Il se rappela en particulier cette scène : une personne avait disparu lors d’une promenade sur la côte escarpée d’une île farouche. Ses amis l’appelaient. S’approchant dangereusement de l’à-pic d’une falaise, un homme fouillait les récifs hostiles où les vagues éclataient ; la caméra qui suivait son mouvement l’amplifiait si bien qu’Alexandre avait vu, en contrebas, le corps échoué que le personnage ne pouvait pas voir. Il l’avait vu dans l’ombre des rochers, où le regard ne pouvait pas porter. Le film était en noir et blanc alors que la vie était en couleurs : les personnages ne voyaient pas la même chose qu’Alexandre, c’était le principe du cinéma. Mais toute la densité du récit reposait sur le mystère de cette disparition, qui pour Alexandre n’en était pas un, puisqu’il avait vu que le personnage était mort.
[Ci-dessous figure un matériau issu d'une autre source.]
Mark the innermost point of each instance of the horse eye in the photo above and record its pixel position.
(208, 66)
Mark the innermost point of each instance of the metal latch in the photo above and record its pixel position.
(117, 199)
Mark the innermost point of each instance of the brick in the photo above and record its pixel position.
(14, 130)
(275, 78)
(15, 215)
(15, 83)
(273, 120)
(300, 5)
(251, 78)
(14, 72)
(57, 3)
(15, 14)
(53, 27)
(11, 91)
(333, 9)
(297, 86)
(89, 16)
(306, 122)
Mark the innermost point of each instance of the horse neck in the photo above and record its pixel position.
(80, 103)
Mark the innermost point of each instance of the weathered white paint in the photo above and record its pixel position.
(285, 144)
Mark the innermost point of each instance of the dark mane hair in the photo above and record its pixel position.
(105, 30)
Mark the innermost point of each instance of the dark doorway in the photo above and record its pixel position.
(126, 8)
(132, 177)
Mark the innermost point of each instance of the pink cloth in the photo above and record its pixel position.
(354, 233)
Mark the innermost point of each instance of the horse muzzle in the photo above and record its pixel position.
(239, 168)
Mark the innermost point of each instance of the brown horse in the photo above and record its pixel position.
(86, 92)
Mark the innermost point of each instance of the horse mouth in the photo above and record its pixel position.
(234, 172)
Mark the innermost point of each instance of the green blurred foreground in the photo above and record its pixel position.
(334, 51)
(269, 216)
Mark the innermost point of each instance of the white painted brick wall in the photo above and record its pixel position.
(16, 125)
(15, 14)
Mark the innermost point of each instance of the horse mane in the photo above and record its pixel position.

Alors, de deux choses l’une : soit j’étais le seul à voir l’image qui échappait à tout le monde, soit je l’avais créée sans le vouloir. Toute l’histoire s’en trouvait modifiée : le film que j’avais inventé reposait sur la complicité entre l’auteur et le spectateur, qui détenaient ensemble l’information qui manquait aux personnages. On les observait donc vivre dans l’attente de cette nouvelle. On était impuissants à lever leur ignorance. C’était frustrant. C’était une bonne idée de film. C’était mon idée.